You are viewing a plain text version of this content. The canonical link for it is here.
Posted to user@pig.apache.org by James Kebinger <jk...@gmail.com> on 2009/12/09 00:12:22 UTC

CSV format loader

Hi all, I realized a week or two ago that PigStorage(',') wasn't adequate to
parse files that had commas embedded in properly CSV quoted fields.

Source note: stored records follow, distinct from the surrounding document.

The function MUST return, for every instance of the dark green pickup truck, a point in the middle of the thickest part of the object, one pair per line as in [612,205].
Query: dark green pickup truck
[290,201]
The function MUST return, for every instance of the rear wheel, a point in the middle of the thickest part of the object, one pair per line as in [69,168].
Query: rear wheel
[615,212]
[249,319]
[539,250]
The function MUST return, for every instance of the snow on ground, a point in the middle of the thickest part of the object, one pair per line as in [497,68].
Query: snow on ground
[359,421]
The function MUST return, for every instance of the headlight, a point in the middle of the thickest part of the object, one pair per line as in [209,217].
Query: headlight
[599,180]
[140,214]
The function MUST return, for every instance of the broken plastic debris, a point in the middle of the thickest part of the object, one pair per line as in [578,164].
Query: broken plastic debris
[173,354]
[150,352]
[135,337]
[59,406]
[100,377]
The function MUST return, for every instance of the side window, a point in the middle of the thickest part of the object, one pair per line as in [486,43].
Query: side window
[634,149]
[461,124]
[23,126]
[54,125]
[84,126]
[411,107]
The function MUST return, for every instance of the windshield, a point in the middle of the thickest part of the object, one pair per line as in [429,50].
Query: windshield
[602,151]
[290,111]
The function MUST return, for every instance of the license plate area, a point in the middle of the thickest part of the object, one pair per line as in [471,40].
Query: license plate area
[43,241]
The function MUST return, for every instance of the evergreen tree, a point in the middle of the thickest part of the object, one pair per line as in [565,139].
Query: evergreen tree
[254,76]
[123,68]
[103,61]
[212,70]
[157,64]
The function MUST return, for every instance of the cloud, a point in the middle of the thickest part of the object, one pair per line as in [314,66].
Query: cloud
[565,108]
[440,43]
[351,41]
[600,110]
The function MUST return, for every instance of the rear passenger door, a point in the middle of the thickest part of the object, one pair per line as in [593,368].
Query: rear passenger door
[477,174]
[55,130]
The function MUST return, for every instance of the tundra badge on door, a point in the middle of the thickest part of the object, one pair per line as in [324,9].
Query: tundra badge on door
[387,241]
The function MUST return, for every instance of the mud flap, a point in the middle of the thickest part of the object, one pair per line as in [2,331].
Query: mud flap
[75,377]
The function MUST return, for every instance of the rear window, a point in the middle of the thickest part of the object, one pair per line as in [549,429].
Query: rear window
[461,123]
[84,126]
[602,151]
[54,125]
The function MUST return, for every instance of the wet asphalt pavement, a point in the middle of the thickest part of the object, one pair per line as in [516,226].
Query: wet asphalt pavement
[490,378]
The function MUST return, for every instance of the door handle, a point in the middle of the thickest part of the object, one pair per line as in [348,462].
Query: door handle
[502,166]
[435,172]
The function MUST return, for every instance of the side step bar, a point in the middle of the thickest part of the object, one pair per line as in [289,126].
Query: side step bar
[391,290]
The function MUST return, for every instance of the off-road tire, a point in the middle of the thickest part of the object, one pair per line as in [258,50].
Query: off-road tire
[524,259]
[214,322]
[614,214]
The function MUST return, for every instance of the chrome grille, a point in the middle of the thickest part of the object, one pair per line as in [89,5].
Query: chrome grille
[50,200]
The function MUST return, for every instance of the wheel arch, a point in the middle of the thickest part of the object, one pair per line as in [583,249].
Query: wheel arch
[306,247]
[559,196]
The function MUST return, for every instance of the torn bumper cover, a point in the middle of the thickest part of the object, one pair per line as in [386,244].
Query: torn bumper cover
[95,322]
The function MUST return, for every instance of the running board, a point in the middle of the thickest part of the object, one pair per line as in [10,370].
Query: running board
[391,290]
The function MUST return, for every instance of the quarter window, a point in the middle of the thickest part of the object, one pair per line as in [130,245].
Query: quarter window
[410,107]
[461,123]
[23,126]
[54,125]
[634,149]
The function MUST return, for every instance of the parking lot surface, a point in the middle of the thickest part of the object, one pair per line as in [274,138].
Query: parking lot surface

I went ahead and built a CSV parser for pig 0.3 that deals with embedded
quotes (but not embedded newlines). Its up on github:
http://github.com/jkebinger/pig-user-defined-functions/tree/master/src/com/kebinger/pig/storage/

What I want to know is - is there interest in having this in the PiggyBank?
I'm happy to upgrade it to be compatible w/ the current pig version and
write some tests if there's interest.

thanks

-james

Re: CSV format loader

Posted by Matteo Nasi <ma...@gmail.com>.
yes  please, very useful ;-)


On Wed, Dec 9, 2009 at 2:03 AM, Amr Awadallah <aa...@cloudera.com> wrote:

> +1
>
>
> On 12/8/2009 5:02 PM, Alan Gates wrote:
>
>> Definitely.
>>
>> Alan.
>>
>> On Dec 8, 2009, at 3:12 PM, James Kebinger wrote:
>>
>> Hi all, I realized a week or two ago that PigStorage(',') wasn't adequate
>>> to
>>> parse files that had commas embedded in properly CSV quoted fields.
>>>
>>> I went ahead and built a CSV parser for pig 0.3 that deals with embedded
>>> quotes (but not embedded newlines). Its up on github:
>>>
>>> http://github.com/jkebinger/pig-user-defined-functions/tree/master/src/com/kebinger/pig/storage/
>>>
>>> What I want to know is - is there interest in having this in the
>>> PiggyBank?
>>> I'm happy to upgrade it to be compatible w/ the current pig version and
>>> write some tests if there's interest.
>>>
>>> thanks
>>>
>>> -james
>>>
>>
>>

Re: CSV format loader

Posted by Amr Awadallah <aa...@cloudera.com>.
+1

On 12/8/2009 5:02 PM, Alan Gates wrote:
> Definitely.
>
> Alan.
>
> On Dec 8, 2009, at 3:12 PM, James Kebinger wrote:
>
>> Hi all, I realized a week or two ago that PigStorage(',') wasn't 
>> adequate to
>> parse files that had commas embedded in properly CSV quoted fields.
>>
>> I went ahead and built a CSV parser for pig 0.3 that deals with embedded
>> quotes (but not embedded newlines). Its up on github:
>> http://github.com/jkebinger/pig-user-defined-functions/tree/master/src/com/kebinger/pig/storage/ 
>>
>>
>> What I want to know is - is there interest in having this in the 
>> PiggyBank?
>> I'm happy to upgrade it to be compatible w/ the current pig version and
>> write some tests if there's interest.
>>
>> thanks
>>
>> -james
>

Re: CSV format loader

Posted by Alan Gates <ga...@yahoo-inc.com>.
Definitely.

Alan.

On Dec 8, 2009, at 3:12 PM, James Kebinger wrote:

> Hi all, I realized a week or two ago that PigStorage(',') wasn't  
> adequate to
> parse files that had commas embedded in properly CSV quoted fields.
>
> I went ahead and built a CSV parser for pig 0.3 that deals with  
> embedded
> quotes (but not embedded newlines). Its up on github:
> http://github.com/jkebinger/pig-user-defined-functions/tree/master/src/com/kebinger/pig/storage/
>
> What I want to know is - is there interest in having this in the  
> PiggyBank?
> I'm happy to upgrade it to be compatible w/ the current pig version  
> and
> write some tests if there's interest.
>
> thanks
>
> -james